Feature #10739
open
Update HAproxy-devel package to 2.2 and HAproxy to 2.0
0%
Description
There is bunch of improvements (but breaking futures as well), like:
- Dynamic SSL Certificate Storage with exchanged handling of updating new certificates without reload of HAproxy - maybe can be something reworked on pfSense side
- breaking: if no ssl-min-ver set default TLS will be 1.2 - maybe add this to 1.0 on pfSense by default via dedicated global setting
- ocsp handling enchantments
- Native Response Generator - will be cool to have this in plugin UI
- Dynamic Error Handling - can be implemented in UI maybe
- Health Check Overhaul - now multiply healtchecks are possible for one backend so changes must be updated in plugin UI
- HTTP Actions - add new action type
- breaking: Security Hardening but doesn't think any pfSense users was been used this
- Lua - this can be used to add sepatate LUA section to plugin UI in nice way
- regsub update to allow special characters
- use-server can be added to action list in plugin UI
Thanks in advance
Updated by DRago_Angel [InV@DER] over 3 years ago
Please, can somebody check this? This important and big update.
Updated by Torben Hørup over 3 years ago
As I mentioned in #11216 (Duplicate):
pfSense-pkg-haproxy is still using haproxy18 where as pfSense-pkg-haproxy-devel is using haproxy (which currently points to 2.2)
haproxy 1.8 LTS has a life expectancy until 2022Q4 so if pfsense 2.5 is expected to live beyond that we should probably bump to 2.0 or 2.2 before release
Updated by DRago_Angel [InV@DER] about 3 years ago
Hi Actually my ticket was much before of "duplicate", and my ticket contain details, that now issue with 2.2 in 2.5 pfsense T__T.
[WARNING] 048/042825 (22803) : Proxy 'http-promex': no-sslv3/no-tlsv1x are ignored for bind '0.0.0.0:9001' at [/var/etc/haproxy/haproxy.cfg:75]. Use only 'ssl-min-ver' and 'ssl-max-ver' to fix.

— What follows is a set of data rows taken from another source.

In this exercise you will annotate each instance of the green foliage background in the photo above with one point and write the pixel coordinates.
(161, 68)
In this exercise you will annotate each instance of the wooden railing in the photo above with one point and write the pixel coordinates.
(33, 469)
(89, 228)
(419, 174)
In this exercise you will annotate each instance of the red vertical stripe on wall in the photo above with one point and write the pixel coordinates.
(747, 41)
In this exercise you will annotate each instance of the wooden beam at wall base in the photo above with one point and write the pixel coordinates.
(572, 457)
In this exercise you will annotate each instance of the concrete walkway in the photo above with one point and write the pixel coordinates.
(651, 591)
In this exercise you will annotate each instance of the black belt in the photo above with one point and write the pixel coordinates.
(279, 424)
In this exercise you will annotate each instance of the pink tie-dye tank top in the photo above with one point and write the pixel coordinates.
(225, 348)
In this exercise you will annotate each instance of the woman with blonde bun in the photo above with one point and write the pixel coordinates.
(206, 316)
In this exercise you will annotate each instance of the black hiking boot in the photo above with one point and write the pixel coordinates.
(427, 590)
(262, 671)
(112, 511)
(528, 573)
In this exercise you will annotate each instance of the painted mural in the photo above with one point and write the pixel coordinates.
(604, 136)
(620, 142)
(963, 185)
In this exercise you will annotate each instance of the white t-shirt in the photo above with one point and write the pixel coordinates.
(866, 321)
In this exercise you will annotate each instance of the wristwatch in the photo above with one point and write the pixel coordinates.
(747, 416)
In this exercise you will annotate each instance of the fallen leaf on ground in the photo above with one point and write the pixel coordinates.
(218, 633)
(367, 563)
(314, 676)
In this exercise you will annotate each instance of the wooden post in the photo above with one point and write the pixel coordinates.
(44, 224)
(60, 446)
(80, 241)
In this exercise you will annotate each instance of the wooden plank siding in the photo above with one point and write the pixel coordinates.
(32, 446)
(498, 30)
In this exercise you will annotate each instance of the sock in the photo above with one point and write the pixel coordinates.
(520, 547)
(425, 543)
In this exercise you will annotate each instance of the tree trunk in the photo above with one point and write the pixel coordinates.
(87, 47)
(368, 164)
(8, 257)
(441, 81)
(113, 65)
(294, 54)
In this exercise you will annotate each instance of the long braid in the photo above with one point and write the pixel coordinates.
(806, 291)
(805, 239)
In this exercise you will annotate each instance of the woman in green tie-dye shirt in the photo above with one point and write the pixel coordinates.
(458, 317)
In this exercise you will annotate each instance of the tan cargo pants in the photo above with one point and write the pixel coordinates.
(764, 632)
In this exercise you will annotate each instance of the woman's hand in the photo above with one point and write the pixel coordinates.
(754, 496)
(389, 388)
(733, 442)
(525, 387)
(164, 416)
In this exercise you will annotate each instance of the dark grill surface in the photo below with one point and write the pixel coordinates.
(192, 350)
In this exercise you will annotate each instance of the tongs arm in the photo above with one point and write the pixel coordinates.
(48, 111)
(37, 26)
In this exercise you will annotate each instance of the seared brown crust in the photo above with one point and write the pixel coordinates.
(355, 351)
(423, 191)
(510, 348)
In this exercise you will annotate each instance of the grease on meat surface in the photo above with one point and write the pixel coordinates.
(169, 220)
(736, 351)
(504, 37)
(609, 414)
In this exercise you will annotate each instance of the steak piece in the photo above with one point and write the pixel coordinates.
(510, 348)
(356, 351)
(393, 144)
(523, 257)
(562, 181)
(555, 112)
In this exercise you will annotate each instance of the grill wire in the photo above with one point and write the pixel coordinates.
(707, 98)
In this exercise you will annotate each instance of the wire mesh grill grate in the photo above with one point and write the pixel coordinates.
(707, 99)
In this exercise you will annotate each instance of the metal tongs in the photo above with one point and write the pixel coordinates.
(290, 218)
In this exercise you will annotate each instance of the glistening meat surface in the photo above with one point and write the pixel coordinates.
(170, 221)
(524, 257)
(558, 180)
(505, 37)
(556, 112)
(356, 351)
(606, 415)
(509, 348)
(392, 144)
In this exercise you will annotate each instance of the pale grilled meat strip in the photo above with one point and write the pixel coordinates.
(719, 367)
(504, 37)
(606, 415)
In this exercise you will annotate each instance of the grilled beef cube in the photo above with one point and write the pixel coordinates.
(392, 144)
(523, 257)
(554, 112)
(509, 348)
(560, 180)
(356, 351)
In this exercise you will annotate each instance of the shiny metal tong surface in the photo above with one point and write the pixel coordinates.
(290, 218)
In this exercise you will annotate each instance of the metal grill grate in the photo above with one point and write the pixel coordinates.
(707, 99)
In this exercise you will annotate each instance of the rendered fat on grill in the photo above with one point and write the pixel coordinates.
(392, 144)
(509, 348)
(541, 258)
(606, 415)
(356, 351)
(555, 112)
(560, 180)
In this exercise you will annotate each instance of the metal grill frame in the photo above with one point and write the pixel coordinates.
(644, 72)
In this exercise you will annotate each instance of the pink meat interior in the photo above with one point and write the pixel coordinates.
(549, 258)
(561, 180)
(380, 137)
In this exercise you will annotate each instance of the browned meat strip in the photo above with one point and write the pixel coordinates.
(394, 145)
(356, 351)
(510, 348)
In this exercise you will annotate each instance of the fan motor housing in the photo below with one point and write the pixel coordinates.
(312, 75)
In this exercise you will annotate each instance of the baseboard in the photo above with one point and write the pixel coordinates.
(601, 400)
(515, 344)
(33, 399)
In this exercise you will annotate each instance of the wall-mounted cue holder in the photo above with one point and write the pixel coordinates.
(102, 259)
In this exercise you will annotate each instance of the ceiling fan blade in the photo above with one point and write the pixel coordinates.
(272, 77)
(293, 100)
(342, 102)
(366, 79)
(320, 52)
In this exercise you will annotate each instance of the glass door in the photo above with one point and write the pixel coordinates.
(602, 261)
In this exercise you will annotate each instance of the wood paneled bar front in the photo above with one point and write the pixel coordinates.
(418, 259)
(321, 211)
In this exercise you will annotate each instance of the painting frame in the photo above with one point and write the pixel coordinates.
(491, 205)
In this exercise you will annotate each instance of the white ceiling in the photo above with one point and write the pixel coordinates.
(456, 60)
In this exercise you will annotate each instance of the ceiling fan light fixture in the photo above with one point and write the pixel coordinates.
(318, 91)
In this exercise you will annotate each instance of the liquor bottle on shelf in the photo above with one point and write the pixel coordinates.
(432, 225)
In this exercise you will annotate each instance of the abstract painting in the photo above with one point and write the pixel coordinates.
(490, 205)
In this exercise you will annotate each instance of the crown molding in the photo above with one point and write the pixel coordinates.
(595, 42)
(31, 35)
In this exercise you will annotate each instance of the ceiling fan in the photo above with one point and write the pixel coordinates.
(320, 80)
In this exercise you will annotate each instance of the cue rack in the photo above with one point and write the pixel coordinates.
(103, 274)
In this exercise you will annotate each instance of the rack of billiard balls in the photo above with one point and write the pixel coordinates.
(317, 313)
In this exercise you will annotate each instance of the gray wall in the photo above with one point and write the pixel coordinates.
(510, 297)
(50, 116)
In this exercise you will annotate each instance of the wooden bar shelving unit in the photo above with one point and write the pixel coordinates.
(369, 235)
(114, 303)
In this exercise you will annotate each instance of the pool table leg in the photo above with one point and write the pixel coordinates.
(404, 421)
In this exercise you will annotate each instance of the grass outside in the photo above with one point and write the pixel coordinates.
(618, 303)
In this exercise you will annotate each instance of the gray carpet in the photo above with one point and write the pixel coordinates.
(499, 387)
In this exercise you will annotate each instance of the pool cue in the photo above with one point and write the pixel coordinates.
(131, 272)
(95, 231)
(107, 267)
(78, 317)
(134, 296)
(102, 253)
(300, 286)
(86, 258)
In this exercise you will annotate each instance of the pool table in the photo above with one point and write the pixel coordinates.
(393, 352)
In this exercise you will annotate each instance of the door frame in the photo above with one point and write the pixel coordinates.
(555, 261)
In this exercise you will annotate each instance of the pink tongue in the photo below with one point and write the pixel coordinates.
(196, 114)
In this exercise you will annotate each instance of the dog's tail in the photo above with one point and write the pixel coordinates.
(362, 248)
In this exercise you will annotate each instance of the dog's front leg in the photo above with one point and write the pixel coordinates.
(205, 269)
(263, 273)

Updated by DRago_Angel [InV@DER] about 3 years ago
1. Now Auto SSL/TLS Compatibility Mode description says:
If unsure leave it as 'Auto'
This totally unclean what will be in result. Need add more details, at least:
- if user will set own SSL parameters in Global Advanced passthru and choose Auto then pfsense will not add own SSL settings
- what SSL TLS version and ciphers will be used by Auto if user will not provide own in Global Advanced passthru
2. Descriptions of: Number of processes to start и Number of threads to start per process need to be changed far ago.
This one specially:
FOR NOW, THREADS SUPPORT IN HAPROXY 1.8 IS HIGHLY EXPERIMENTAL AND IT MUST BE ENABLED WITH CAUTION AND AT YOUR OWN RISK.
Number of threads to start per process now actually RECOMENDED parameter to get multi core support, starting from 2.0, if not from 1.9,
while Number of processes to start recommended to leave at value 1 always.
Updated by DRago_Angel [InV@DER] about 3 years ago
And another point "Health Check Overhaul - now multiply healtchecks are possible for one backend so changes must be updated in plugin UI" mentioned in my ticket: https://redmine.pfsense.org/issues/11491 it bad idea just bump version of package without aligning to package changes at all.
Updated by Viktor Gurov almost 3 years ago
- Tracker changed from Todo to Feature
http-after-response and http-request_replace-path actions support:
https://github.com/pfsense/FreeBSD-ports/pull/1070
Updated by Jim Pingle almost 3 years ago
- Status changed from New to Pull Request Review
Updated by Renato Botelho almost 3 years ago
- Status changed from Pull Request Review to Feedback
- Assignee set to Viktor Gurov
PR has been merged. Thanks!
Updated by DRago_Angel [InV@DER] over 2 years ago
Hi, here many points are still undone.